Il grano separato dalla pula e ripulito nell’aia da ulteriori impurità veniva messo in sacchi e trasportato al villaggio con un cavallo (“assomare”, cioè caricare sul cavallo una “soma”, ovvero un carico di grano), oppure mediante un carro.
Dal momento che ciascuno coltivava il grano necessario alle proprie riserve familiari, non vi erano veri e propri granai. Il grano veniva ammucchiato in un angolo qualunque, dopo aver imbevuto la terra di aceto, in modo tale da tenere lontani gli insetti nocivi (specialmente il punteruolo del grano).
Secondo una credenza popolare, rilevata dal linguista Max Leopold Wagner, per tenere lontani i parassiti occorreva disporre sul mucchio del grano (oppure nel recipiente in cui si disponevano le granaglie) la falce “a picu a susu”, ovvero con la punta e i denti rivolti verso l’alto.
Le quantità più consistenti di grano si conservavano in contenitori cilindrici fatti di canne intrecciate, o, specialmente nel Campidano, con stuoie di giunco ciascuna delle quali veniva arrotolata e legata in modo tale da formare un cilindro. Questi recipienti erano denominati in area campidanese “òrrius”, “lòssia”/“lùscia”; logudorese “òrrios”.
Essendo aperti sul fondo i contenitori or ora descritti poggiavano o sulla terra ben imbevuta di aceto, oppure su una base di legno. A qualche palmo dal suolo è incisa nel contenitore un’apertura quadrangolare, che permetteva di prelevare comodamente il grano quando esso non scendeva più da solo.
Specialmente i rivenditori di Milis (Oristano), che praticavano il commercio itinerante in tutta l’Isola, vendendo queste stuoie e altri prodotti (arance e vernaccia) specie in occasione delle feste paesane e campestri.

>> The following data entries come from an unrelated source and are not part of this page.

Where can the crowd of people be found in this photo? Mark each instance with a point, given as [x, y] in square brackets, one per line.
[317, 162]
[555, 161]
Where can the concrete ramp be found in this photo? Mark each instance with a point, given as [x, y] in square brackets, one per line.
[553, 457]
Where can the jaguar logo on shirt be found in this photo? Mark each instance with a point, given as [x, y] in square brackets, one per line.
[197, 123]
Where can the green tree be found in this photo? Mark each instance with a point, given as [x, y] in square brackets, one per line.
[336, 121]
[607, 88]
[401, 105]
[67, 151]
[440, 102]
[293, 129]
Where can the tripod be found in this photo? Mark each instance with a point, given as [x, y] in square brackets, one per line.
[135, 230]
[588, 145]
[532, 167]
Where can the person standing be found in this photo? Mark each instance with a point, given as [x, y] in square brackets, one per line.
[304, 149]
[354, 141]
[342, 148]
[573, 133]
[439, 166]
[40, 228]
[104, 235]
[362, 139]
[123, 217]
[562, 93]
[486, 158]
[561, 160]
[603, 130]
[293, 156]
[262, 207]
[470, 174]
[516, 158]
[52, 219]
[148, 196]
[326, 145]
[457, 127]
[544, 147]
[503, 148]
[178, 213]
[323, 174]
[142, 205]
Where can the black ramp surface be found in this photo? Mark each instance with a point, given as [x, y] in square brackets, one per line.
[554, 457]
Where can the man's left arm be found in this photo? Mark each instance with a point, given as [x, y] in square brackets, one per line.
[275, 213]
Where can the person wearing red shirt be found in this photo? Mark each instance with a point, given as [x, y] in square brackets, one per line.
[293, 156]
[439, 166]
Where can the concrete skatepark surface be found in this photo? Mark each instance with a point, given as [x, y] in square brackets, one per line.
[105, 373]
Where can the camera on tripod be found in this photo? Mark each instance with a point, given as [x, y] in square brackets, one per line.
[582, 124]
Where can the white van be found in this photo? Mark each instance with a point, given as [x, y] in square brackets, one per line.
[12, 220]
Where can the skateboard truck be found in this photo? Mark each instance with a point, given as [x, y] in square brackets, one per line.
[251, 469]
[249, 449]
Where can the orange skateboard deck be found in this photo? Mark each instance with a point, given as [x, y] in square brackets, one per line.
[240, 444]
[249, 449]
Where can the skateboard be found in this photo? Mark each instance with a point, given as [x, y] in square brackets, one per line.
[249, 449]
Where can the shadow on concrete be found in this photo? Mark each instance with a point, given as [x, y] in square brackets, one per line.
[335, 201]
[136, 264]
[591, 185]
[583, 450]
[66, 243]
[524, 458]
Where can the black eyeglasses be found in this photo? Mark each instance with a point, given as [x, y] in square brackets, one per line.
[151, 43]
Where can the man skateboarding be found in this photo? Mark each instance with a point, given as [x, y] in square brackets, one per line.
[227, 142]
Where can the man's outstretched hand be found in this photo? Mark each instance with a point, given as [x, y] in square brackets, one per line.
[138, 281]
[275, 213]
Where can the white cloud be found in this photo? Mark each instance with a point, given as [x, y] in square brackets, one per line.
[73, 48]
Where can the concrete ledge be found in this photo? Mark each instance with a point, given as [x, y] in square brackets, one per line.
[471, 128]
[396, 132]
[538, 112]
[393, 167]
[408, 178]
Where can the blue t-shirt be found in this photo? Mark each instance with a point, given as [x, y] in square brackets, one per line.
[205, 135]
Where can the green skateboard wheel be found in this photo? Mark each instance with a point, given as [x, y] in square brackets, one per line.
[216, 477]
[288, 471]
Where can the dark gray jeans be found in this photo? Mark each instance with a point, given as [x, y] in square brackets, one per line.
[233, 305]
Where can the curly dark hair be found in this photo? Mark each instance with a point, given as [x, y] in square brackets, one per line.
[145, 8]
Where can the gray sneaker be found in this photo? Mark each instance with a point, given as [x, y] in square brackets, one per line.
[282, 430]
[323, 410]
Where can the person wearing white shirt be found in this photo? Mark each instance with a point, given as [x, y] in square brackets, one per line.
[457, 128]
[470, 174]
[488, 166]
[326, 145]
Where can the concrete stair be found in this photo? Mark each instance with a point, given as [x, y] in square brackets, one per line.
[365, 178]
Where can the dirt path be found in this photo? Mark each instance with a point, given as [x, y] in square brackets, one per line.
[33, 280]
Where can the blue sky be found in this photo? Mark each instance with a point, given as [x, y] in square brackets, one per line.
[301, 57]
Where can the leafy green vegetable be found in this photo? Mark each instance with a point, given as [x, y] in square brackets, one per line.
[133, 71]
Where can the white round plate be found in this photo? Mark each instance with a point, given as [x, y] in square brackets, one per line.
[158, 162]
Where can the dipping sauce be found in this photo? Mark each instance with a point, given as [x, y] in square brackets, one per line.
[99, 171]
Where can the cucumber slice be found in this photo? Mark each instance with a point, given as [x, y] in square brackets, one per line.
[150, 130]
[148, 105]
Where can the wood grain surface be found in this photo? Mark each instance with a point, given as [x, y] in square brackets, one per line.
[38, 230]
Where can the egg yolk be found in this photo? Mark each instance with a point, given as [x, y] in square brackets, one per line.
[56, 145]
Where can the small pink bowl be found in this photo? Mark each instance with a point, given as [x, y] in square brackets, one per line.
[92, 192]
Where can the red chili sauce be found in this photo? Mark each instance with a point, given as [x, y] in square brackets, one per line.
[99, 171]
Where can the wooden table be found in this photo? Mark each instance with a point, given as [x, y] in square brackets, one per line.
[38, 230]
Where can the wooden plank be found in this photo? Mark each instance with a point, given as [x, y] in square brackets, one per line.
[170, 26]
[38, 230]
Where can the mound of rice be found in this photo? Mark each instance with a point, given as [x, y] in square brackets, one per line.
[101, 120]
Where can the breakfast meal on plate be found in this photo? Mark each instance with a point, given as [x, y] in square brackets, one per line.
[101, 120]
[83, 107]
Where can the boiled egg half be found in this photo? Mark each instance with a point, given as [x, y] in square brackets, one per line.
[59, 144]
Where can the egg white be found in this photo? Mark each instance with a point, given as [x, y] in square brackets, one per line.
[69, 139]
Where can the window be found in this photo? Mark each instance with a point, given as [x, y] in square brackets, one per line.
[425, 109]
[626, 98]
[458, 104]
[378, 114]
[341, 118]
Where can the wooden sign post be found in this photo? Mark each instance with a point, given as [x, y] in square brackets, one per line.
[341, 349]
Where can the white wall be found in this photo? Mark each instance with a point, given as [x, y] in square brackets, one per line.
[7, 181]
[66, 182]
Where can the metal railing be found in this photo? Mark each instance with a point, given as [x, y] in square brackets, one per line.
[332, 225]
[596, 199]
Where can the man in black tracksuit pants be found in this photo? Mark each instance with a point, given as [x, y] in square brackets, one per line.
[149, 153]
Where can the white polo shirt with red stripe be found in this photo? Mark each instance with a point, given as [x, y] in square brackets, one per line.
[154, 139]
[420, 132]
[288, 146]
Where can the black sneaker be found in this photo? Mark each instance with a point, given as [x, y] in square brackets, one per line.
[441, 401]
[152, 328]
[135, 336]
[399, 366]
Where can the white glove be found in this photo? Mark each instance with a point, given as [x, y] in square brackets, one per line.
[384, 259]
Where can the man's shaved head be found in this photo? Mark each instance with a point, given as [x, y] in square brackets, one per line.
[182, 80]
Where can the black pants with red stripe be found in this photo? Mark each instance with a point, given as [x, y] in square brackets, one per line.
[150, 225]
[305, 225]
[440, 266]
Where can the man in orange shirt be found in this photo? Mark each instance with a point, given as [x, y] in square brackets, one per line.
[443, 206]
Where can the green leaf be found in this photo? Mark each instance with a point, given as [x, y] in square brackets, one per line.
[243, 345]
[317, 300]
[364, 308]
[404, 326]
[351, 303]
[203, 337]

Sono certamente milesi i venditori ambulanti ritratti nell’olio su tela di Giuseppe Biasi intitolato La grande festa campestre (1910-1911) con le loro arance e stuoie intrecciate.
La conservazione del grano portato dalle aie prendeva il nome di “incùngia” (e simili) ed era accompagnato da un momento festivo di carattere conviviale, durante il quale si festeggiava il raccolto, momento culminante dell’annata agraria.